Winds of Hastinapur by Sharath Komarraju

Winds of Hastinapur by Sharath Komarraju

Author:Sharath Komarraju [Komarraju, Sharath]
Language: eng
Format: epub
Published: 2014-04-03T00:00:00+00:00


Kali lay back on the ferry and watched the blue-black sky littered with stars. She held the oars with a light grip and allowed the boat to float at the mercy of the current. With the moon high up in the sky, and after the rain that had come down in the evening, the Yamuna was expectedly calm and pleasant, playing to the whims of the north breeze.

Her eyes grew heavy, and as was her habit she tried to locate the image of the fish in the night sky. Her father had once told her that the best time to find constellations in the sky was after the moon had gone down. On the clear nights that he took her out on the sandy banks of the Yamuna, she was only keen on rushing up and down the film of mud that the river left in her wake. But he would drag her over to the dry areas, lay down on his back, seat her on his stomach and take her hands in his to trace patterns in the sky. Once he pointed out the shape to her, she would see it clearly, as though the stars had invisible white lines joining them. Then a wave would crash against the bank and she would look away, only to look back at the sky to find the pattern gone forever.

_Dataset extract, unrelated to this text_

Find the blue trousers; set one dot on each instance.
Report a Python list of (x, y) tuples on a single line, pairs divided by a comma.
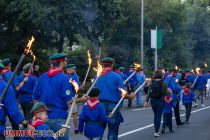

She had never been able to find the constellation of the fish. Her father had told her it was one of the harder constellations to find, and it needed patience – much like catching real fish did. She knew the general location in the sky where the shape was supposed to stand with respect to the pole star, but it was hard to find a shape when there were no lines joining the dots. Her father had also said that the best way to find the fish in the sky was to let it find you. You just stared and stared at the stars, neither searching nor probing, and when you least expected it, it would jump out at you and look you in the eye – and once you found it that way, it would be impossible not to find it whenever you looked.

But then her father said so many things; not all of what he said made sense. For instance, he told her that she had a brother who now ruled over a kingdom to the west by the Rocky Mountains, a kingdom which fought with a fish on its flag. He was her twin brother, her father said, and that she was destined for bigger things too, like her brother.

But had that been anything more than a doting father’s wish for his daughter? The boat swayed in the midnight air, and an old song of the fishermen came to her lips. Eyes still closed, she gripped the ends of the oars and began rowing, one stroke forward, one stroke backward, and she sang.